Although we had been warned by some of the greatest political thinkers of the nineteenth century, by Tocqueville and Lord Acton, that socialism means slavery, we have steadily moved in the direction of socialism. - Friedrich Hayek
THE 100-YEAR SQUEEZE
In 1900, the Bureau of Labor Statistics counted three categories as necessities: housing, food, and apparel. In the last 100 years, they have added to the list. Health care has become necessary. For most people, a car has become necessary. Even higher education is a necessity for today's middle class.
People have new expectations for what money should buy. People have earned the right to expect more from life in America. Right?
Historical context shouldn't cheapen middle class suffering. Today's suffering is real. Unemployment is high (the number most see obfuscates many issues such as those who have stopped or never started looking for work). Wage growth is flat. People are squeezed by rising health care costs and scarcity of affordable housing in productive cities.

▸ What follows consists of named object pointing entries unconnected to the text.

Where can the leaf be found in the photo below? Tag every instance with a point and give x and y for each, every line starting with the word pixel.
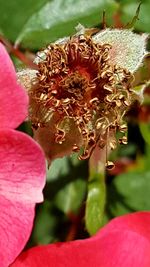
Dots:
pixel 70 198
pixel 128 48
pixel 145 131
pixel 129 192
pixel 14 15
pixel 128 9
pixel 58 18
pixel 58 168
pixel 95 203
pixel 45 224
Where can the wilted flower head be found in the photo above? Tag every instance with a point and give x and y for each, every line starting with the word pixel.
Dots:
pixel 83 88
pixel 22 166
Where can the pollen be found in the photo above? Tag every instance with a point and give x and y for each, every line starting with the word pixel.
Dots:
pixel 76 81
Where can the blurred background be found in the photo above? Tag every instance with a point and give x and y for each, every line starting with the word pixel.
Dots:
pixel 30 25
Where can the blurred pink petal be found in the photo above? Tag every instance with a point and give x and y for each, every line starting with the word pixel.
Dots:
pixel 16 221
pixel 124 242
pixel 13 99
pixel 22 179
pixel 22 166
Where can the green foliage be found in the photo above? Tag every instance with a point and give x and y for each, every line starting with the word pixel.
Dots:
pixel 95 202
pixel 35 25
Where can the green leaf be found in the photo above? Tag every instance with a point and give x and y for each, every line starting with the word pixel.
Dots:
pixel 58 168
pixel 129 192
pixel 128 48
pixel 95 202
pixel 57 18
pixel 71 196
pixel 145 131
pixel 128 9
pixel 14 15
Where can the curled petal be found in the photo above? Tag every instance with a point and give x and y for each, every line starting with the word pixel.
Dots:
pixel 22 166
pixel 124 242
pixel 13 98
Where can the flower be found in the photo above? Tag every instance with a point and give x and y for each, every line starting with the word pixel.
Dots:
pixel 124 242
pixel 22 166
pixel 82 90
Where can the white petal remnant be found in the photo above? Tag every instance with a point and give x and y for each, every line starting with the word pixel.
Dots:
pixel 128 48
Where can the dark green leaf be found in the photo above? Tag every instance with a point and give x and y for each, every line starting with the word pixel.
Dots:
pixel 128 9
pixel 58 18
pixel 95 203
pixel 15 13
pixel 145 131
pixel 71 196
pixel 129 192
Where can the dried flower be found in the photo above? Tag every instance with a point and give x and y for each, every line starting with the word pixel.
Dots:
pixel 83 88
pixel 22 166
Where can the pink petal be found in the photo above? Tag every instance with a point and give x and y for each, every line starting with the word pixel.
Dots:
pixel 124 242
pixel 22 165
pixel 13 99
pixel 16 220
pixel 22 179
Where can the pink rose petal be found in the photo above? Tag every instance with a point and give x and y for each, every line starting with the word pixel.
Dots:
pixel 22 166
pixel 124 242
pixel 13 99
pixel 22 178
pixel 16 220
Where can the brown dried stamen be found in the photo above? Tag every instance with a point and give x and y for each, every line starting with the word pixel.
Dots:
pixel 77 81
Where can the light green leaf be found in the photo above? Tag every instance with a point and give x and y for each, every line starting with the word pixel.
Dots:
pixel 45 224
pixel 129 192
pixel 128 48
pixel 58 18
pixel 15 13
pixel 128 9
pixel 58 168
pixel 145 131
pixel 95 203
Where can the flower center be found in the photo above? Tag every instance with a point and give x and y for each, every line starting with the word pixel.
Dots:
pixel 77 81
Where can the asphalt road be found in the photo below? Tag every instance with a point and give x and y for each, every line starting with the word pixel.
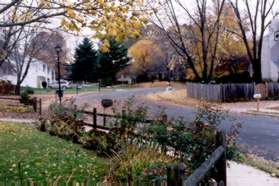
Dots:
pixel 258 135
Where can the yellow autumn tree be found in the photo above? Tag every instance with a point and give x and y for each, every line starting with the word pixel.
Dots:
pixel 113 18
pixel 146 58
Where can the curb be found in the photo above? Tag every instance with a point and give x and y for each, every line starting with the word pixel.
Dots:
pixel 255 113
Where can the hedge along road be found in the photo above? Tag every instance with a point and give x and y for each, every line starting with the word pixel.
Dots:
pixel 258 135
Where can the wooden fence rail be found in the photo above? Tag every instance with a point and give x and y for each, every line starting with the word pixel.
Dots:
pixel 34 102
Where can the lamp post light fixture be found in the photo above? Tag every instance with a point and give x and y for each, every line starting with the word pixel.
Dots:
pixel 58 50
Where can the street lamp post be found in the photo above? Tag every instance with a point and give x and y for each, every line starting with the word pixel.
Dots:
pixel 60 92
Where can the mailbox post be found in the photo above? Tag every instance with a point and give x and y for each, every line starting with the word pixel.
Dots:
pixel 258 97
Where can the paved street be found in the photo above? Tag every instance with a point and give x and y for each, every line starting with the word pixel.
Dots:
pixel 260 134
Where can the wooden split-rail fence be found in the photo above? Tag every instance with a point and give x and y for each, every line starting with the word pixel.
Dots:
pixel 211 172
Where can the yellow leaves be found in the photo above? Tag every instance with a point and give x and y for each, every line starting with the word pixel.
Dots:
pixel 105 46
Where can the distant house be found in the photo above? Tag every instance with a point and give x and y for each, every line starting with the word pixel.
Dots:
pixel 270 53
pixel 37 73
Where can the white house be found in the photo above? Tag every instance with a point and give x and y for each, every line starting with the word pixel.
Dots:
pixel 270 53
pixel 38 72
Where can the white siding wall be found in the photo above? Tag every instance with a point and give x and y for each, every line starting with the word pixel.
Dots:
pixel 37 73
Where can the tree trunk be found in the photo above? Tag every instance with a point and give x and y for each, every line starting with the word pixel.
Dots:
pixel 17 89
pixel 257 71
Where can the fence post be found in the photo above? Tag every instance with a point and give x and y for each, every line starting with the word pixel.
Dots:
pixel 94 118
pixel 175 174
pixel 221 165
pixel 40 103
pixel 104 120
pixel 123 115
pixel 75 111
pixel 35 104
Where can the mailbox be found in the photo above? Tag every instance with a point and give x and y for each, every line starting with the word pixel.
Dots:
pixel 106 103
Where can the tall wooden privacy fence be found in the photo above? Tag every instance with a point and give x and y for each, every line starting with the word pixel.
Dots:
pixel 231 92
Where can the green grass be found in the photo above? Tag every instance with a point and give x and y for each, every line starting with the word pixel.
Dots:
pixel 73 90
pixel 27 153
pixel 15 108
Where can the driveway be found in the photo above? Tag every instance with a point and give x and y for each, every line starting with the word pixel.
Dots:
pixel 259 134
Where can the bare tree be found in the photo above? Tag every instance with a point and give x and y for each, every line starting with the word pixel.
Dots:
pixel 259 13
pixel 199 28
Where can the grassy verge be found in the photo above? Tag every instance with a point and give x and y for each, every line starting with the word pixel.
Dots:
pixel 27 153
pixel 235 154
pixel 15 108
pixel 66 91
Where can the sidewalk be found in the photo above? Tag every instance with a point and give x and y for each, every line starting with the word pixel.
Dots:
pixel 243 175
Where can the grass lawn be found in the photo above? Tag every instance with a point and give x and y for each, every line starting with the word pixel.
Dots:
pixel 27 153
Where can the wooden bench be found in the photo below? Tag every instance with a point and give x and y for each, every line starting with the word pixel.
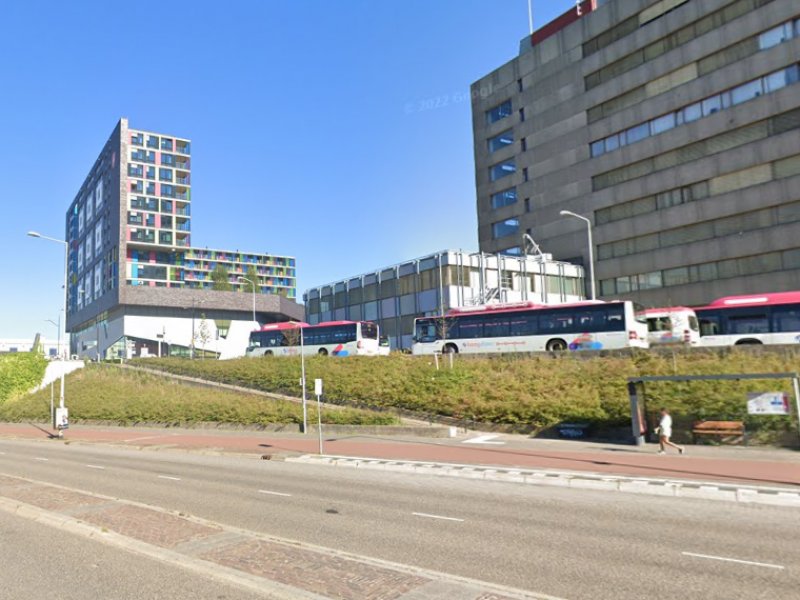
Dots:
pixel 728 431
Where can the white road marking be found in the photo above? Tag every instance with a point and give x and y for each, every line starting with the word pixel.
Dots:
pixel 736 560
pixel 274 493
pixel 484 439
pixel 437 517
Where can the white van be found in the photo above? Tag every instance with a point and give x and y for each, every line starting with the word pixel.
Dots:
pixel 673 325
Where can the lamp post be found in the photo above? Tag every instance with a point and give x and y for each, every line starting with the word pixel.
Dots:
pixel 253 284
pixel 36 234
pixel 568 213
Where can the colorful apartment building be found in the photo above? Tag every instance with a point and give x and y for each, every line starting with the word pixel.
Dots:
pixel 130 236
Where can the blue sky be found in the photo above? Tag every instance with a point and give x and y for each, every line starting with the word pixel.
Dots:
pixel 312 126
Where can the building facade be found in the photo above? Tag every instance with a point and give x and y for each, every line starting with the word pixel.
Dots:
pixel 673 125
pixel 131 263
pixel 394 296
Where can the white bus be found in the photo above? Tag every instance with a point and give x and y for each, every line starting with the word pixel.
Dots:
pixel 676 325
pixel 530 327
pixel 335 338
pixel 755 319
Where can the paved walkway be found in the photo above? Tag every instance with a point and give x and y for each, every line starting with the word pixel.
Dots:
pixel 279 568
pixel 755 466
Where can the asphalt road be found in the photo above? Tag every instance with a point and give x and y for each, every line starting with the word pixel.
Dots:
pixel 39 562
pixel 567 543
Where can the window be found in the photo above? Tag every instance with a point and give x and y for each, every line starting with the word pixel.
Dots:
pixel 501 111
pixel 505 228
pixel 746 92
pixel 504 198
pixel 501 141
pixel 501 170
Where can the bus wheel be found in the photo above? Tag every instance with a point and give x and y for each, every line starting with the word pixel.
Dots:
pixel 556 346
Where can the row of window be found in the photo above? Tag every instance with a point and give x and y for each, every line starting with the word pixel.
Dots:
pixel 734 138
pixel 711 271
pixel 703 108
pixel 678 38
pixel 168 144
pixel 736 180
pixel 736 224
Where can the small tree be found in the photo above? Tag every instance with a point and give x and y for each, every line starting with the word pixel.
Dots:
pixel 219 279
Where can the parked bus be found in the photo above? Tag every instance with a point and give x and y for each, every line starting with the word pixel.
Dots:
pixel 337 338
pixel 756 319
pixel 671 326
pixel 530 327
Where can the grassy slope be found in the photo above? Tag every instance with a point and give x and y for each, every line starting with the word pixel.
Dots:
pixel 538 390
pixel 112 394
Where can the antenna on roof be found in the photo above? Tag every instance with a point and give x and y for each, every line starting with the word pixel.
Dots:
pixel 528 241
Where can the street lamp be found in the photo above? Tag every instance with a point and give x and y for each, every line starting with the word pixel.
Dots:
pixel 253 284
pixel 66 255
pixel 568 213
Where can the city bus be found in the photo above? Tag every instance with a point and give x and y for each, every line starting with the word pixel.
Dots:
pixel 676 325
pixel 530 327
pixel 334 338
pixel 755 319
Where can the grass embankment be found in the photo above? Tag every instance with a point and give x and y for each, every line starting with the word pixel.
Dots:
pixel 111 394
pixel 20 372
pixel 536 391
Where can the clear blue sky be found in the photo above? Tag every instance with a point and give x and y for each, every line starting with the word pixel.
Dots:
pixel 308 120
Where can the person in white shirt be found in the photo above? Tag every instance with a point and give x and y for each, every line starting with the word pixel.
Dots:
pixel 665 432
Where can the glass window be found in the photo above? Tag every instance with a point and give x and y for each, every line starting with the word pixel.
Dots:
pixel 501 170
pixel 505 228
pixel 712 105
pixel 746 92
pixel 504 198
pixel 501 111
pixel 692 112
pixel 774 36
pixel 662 124
pixel 501 141
pixel 637 133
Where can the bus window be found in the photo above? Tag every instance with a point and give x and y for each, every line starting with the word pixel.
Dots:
pixel 369 331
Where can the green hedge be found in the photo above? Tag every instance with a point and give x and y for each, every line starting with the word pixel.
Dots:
pixel 20 372
pixel 108 393
pixel 534 390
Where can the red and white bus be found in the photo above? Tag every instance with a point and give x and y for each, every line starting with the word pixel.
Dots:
pixel 675 325
pixel 530 327
pixel 755 319
pixel 335 338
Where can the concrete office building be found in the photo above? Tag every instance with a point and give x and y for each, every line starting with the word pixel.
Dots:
pixel 394 296
pixel 674 125
pixel 136 286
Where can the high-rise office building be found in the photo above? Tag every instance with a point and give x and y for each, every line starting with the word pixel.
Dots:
pixel 673 125
pixel 135 283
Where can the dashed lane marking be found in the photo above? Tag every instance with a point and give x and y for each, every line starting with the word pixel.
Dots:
pixel 734 560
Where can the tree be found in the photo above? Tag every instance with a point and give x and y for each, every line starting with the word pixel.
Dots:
pixel 219 279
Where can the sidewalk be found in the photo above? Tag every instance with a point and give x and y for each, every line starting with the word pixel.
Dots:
pixel 276 567
pixel 753 466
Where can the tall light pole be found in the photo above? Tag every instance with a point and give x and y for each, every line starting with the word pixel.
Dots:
pixel 253 284
pixel 568 213
pixel 66 256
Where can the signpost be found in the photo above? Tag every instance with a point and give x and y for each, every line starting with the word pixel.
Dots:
pixel 318 393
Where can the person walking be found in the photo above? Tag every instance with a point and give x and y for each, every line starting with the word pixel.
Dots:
pixel 665 432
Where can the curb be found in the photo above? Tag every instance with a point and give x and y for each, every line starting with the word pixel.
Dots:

And yet, who can deny that people are richer? A century ago, one spent more than half of ones money on food and clothes. Today, one spends more than half of ones money on housing and transportation. Ambitions turned from bread and shirts to ownership and highways. People have become victims of the expectations that 100 years of wealth have bought.
This is not to say that things cannot continue to get better for working class people in America. The way in which the country makes stuff has transitioned from the world of atoms - cars and jeans to the world of bits - software and crypto. The changing landscape that globalism and free trade have ushered in comes with its own set of problems, but it is imperative for people to realize the new landscape. It is cheap to consume, but expensive to save. Spend less, save more. Stay healthy, stay wealthy.
thus, one must build ones skillset to thrive in a software fueled world. That means that ones child should be fluent in Python rather than French and that one should maintain ones health and vitality rather than spending money on the electronic that is soon to be obsolete. In the world of bits and an every growing amorphous landscape now known as the meta-verse (a blend of the digital and physical worlds) one needs to be agile across both domains in which the meta verse encompasses to remain successful. One needs to be knowledgeable about the things that drive the digital world and knowledgeable about what allows one to thrive in the physical world. Regardless of the domain, health is wealth. Sharpen ones mind with the ways of success in the open source bits world and the ways of success in the personal health and wellness physical world. Health is wealth.